Do ponto de vista clínico, existem muitos fatores causadores de catarata. Estes podem ser Hereditários muito comuns em raças puras com destaque para o Poodle cuja prevalência é maior que 10%. Catarata metabólica ocorre devido a distúrbios metabólicos , que podem acontecer durante o desenvolvimento embrionário ou por alterações endócrinas. Catarata congênita se inicia durante a vida fetal, estando presente ao nascimento e podendo ser estacionária ou progressiva. Não necessariamente a catarata congênita é hereditária, devendo ser levado em conta fatores como consanguinidade ou exposição a substâncias físicas ou químicas durante a gestação. Catarata adquirida é aquela cuja origem é traumática, metabólica, ou secundária a outras doenças oculares. Catarata nutricional é causada pelo uso inapropriado de substitutos de leite materno, que em filhotes desmamados precocemente, são comumente utilizados, ocorrendo privação de aminoácidos essenciais presentes em níveis reduzidos nestes alimentos. Cataratas físicas estão relacionadas à radiação, cuja exposição se dá frequentemente em exames radiográficos e radioterapia no tratamento oncológico. Numerosos componentes e drogas têm sido apontados como causadores de catarata em animais , quando utilizados em altas doses não terapêuticas sendo portanto esta classificada como Catarata tóxica. Como parte do processo normal de envelhecimento, cataratas são comumente vistas em cães idosos, recebendo classificação de Catarata senil se nenhuma outra causa for detectada. Esta apresenta progressão lenta e bastante comum, principalmente em indivíduos com idade maior do que 10 anos. Estudos revelam que mais de 60% de pacientes diabéticos desenvolvem Catarata diabética, sendo este um distúrbio bastante prevalente no Diabete melitos que pode manifestar desenvolvimento rápido da opacidade, chegando a maturar em curto espaço de tempo.

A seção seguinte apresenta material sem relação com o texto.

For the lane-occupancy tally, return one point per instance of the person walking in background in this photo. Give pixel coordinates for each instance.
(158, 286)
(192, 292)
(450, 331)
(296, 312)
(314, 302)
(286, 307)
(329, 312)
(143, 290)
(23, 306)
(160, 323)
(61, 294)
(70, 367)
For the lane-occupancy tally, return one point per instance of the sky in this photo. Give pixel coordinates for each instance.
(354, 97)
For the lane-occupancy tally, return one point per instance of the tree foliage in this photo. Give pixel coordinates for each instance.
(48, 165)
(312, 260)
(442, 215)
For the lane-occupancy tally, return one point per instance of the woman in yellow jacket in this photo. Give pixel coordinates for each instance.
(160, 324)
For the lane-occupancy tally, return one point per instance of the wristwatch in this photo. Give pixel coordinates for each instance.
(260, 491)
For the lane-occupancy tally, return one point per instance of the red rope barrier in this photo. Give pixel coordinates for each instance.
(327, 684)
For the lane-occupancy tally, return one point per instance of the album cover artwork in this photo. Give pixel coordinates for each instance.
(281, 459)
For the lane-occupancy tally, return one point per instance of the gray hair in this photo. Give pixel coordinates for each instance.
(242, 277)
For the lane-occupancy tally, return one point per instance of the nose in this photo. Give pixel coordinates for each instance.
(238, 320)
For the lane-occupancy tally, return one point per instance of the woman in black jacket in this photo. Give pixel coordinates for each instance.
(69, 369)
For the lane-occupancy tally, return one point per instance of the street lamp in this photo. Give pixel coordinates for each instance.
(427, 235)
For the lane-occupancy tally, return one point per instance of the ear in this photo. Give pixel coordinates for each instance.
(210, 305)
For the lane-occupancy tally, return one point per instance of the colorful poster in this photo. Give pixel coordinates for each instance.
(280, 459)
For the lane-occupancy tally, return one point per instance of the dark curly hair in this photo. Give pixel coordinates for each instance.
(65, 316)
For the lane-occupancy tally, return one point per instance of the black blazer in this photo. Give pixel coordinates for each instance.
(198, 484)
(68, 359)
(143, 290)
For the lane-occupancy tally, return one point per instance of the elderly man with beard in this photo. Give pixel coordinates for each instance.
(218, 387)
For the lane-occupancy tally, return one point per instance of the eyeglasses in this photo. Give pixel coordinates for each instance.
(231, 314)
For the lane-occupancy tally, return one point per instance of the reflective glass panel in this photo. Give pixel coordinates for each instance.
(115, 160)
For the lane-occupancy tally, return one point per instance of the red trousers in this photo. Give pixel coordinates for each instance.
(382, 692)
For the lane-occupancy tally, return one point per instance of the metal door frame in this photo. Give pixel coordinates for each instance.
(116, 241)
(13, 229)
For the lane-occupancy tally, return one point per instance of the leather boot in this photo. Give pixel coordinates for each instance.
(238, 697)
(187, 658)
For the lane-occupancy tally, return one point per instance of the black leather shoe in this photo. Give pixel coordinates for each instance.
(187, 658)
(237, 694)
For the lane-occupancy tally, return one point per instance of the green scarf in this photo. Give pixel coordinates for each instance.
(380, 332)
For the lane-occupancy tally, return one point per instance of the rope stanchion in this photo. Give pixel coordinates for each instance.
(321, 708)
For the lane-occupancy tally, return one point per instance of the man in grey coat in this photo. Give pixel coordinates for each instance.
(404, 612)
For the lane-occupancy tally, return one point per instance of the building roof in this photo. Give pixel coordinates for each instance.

Frequentemente o animal acometido pela opacidade do cristalino, é conduzido por seu proprietário até o veterinário devido a mudanças comportamentais em decorrência de diminuição da acuidade visual ou até mesmo por manifestar cegueira total. Observa-se um comprometimento da locomoção por dificuldade em desviar de obstáculos dentro da casa como mesas e cadeiras. Outra queixa comum é a mudança na aparência dos olhos que se apresentam com aspecto esbranquiçado. Em estágios iniciais a alteração é observada principalmente a noite quando a pupila se encontra dilatada. Um atendimento clínico com ênfase para a oftalmologia é de suma importância para que pacientes portadores de alterações sugestivas de catarata, sejam submetidos a avaliação detalhada de todas as estruturas oculares, objetivando assim, que a patologia seja precisamente diagnosticada, estadiada e eleita como tratável cirurgicamente ou não.